Seven science lessons from Doctor Who

Doctor Who’s fictional world isn’t girdled with the basic scientific principles that govern our world. But that doesn’t mean that Doctor Who’s science is total fiction – in fact, most of the extreme science in the show is based on very real, and often very cool, scientific precepts. Here are just a few of them.

6. It’s possible to hide in plain sight

AP
Hou did Houdini do it? The magic is often right in plain sight.

We can’t trust our memories, and we can’t always trust our senses, either. The Tardis, the Doctor's multipurpose time machine, generates what is known as a perception filter, so people passing by simply assimilate it into their surroundings without worrying about it. In one episode, a perception filter cloaks a house’s entire second floor; in another, it hides the room in which an escaped mass murder (and an alien one, at that) has hidden for about a decade.

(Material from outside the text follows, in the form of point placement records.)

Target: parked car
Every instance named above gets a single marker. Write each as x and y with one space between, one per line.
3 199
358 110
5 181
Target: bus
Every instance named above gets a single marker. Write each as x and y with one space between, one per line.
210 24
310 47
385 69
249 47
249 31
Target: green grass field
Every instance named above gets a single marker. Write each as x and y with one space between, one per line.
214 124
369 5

But what the show is calling a perception filter is just an extreme version of one of our biggest cognitive problems: We can’t notice everything. Magic tricks are infamous for taking advantage of that human weakness. Most illusionist magic works by misdirection, steering our attention away from the less-than-magical mechanics supporting the trick.

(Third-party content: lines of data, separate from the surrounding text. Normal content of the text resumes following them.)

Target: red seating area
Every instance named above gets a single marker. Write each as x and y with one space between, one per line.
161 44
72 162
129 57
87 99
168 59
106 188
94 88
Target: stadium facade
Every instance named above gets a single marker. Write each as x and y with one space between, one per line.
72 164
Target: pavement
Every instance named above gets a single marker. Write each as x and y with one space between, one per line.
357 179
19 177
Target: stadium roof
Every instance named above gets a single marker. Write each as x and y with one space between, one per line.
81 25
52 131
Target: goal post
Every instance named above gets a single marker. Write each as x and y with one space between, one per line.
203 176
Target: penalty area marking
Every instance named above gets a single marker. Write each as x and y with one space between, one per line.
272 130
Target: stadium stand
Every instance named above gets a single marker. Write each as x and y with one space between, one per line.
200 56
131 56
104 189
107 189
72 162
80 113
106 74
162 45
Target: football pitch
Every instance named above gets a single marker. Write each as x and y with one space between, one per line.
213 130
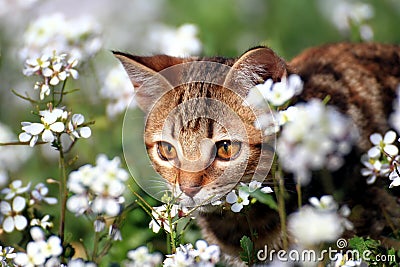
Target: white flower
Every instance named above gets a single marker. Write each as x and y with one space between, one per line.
78 204
142 257
182 41
160 217
114 233
237 201
12 214
74 126
44 222
80 263
79 36
383 145
324 203
374 168
53 69
39 194
49 127
33 256
201 256
35 65
99 224
98 188
118 91
6 253
254 185
317 137
15 188
310 227
52 247
107 205
394 177
207 253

For example, pickpocket magician Apollo Robbins swipes a participant’s possessions – hat, glasses, wallet – just by engaging them in a conversation that keeps their attention away from his pilfering hands. As he told the New Yorker, “It’s all about the choreography of people’s attention. Attention is like water. It flows. It’s liquid. You create channels to divert it, and you hope that it flows the right way.”